To be sure, no one knows precisely the right time to pivot toward austerity from the extreme stimulus that was needed to counter the Great Recession. Fears of a double-dip recession sent the stock market tumbling Tuesday. But if Europeans are suddenly willing to address their staggering liabilities, the U.S. should not try to stop them. In fact, U.S. leaders should thank them for leading the way.

A case can be made for not cutting too much too fast, but the recession also is a convenient excuse for avoiding long-term decisions — particularly about health care costs — that will only get tougher. Ideally, the stimulus spending now in the pipeline should be coupled with action to lock in long-term fiscal responsibility, as is happening in Europe.

Recent proposals, particularly in England and Germany, have been impressive.

In England, the newly elected coalition government of David Cameron advocates a freeze in government pay, cuts in most departments of roughly 25%, and a reduction in some benefits, all while hiking the nation's value-added tax from 17.5% to 20%.

In Germany, Chancellor Angela Merkel has proposed equally austere measures, even though her right-of-center party, the Christian Democratic Union, took a drubbing in recent elections and is suffering from low approval ratings.
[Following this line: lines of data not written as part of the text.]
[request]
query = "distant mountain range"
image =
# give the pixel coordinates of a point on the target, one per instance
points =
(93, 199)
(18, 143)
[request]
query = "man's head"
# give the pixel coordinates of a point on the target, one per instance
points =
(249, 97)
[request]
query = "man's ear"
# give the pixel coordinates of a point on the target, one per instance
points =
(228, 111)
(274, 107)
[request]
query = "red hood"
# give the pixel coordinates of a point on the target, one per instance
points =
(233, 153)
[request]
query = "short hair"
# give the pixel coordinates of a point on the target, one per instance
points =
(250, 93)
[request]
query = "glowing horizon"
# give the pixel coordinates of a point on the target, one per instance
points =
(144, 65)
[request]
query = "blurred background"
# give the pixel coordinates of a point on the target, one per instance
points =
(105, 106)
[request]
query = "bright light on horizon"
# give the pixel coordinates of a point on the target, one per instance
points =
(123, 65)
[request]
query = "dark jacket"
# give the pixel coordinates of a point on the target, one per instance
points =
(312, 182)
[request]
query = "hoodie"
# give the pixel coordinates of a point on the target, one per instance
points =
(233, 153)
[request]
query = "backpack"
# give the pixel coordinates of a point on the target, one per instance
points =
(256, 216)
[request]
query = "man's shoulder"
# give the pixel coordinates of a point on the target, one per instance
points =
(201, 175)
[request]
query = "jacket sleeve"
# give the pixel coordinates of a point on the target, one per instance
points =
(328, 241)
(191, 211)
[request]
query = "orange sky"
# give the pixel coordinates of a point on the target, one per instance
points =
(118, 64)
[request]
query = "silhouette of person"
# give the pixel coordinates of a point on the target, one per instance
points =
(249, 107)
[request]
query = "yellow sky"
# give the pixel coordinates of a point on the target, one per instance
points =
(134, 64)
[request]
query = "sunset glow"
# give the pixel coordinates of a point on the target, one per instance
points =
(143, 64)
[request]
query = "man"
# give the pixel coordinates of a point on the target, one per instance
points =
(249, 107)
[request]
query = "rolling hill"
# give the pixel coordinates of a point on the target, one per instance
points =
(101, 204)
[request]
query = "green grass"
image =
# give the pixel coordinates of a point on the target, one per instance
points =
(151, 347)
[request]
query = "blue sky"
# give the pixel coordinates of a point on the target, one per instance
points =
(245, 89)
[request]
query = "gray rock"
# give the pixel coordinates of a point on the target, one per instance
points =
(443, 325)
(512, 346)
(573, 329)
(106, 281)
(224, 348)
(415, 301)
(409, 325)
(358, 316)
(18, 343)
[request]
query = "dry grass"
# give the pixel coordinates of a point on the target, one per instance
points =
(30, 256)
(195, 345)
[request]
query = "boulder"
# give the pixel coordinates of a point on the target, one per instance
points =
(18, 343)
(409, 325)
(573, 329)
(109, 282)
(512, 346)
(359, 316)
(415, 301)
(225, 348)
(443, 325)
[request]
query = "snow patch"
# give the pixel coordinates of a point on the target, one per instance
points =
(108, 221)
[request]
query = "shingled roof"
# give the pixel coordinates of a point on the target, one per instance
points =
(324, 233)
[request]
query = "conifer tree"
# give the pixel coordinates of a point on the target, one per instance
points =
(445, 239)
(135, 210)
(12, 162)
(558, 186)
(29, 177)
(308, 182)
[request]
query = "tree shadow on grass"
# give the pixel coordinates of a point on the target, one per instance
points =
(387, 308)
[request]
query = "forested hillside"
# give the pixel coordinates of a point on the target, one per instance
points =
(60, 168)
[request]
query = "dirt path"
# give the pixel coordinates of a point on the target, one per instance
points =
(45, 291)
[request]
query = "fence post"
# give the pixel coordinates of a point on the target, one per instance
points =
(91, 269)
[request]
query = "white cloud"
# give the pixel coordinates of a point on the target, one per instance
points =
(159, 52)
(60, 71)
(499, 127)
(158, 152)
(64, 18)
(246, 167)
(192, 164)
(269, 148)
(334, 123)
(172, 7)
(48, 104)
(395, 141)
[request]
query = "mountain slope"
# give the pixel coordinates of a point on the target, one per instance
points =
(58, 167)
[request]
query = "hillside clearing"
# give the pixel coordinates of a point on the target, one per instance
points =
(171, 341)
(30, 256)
Even the French are getting into the act by cutting government spending and raising the formerly sacrosanct retirement age — albeit only from 60 to 62.

Europe, suddenly in the grip of a debt crisis, is beginning to confront economic reality, and it is doing so by taking on multiple sacred cows with cuts in benefits and hikes in taxes.

Compare this to what is happening — or, more accurately, not happening — in the United States. Congress could not even muster a majority to create a bipartisan commission to recommend ways to reduce the deficit. Obama created one himself by executive order. But it's unclear whether the panel will be able to muster the required supermajority to make formal proposals. Ideologues and political opportunists on the right are preparing to vilify any proposal to raise taxes. Those on the left are resisting any attempt to cut benefit programs. Compromise for the sake of the nation's future? Missing.

Or compare the actions of European leaders to those of Obama, who promises to take America's ballooning deficits seriously — at some indefinite point in the future. The Europeans are not waiting for a commission, or the next election, or some kind of alignment of stars. They don't believe they have any time to waste and are pushing forward now.

Many European countries, particularly Germany, learned painfully in the years following World War I of how government debt can unleash inflation and wreck economies. So when bond markets signaled their unease with European debt, they spooked governments into acting. If present trends continue, the same threat will emerge here.

So a little lecturing may be in order. But it is the USA that should be on the receiving end.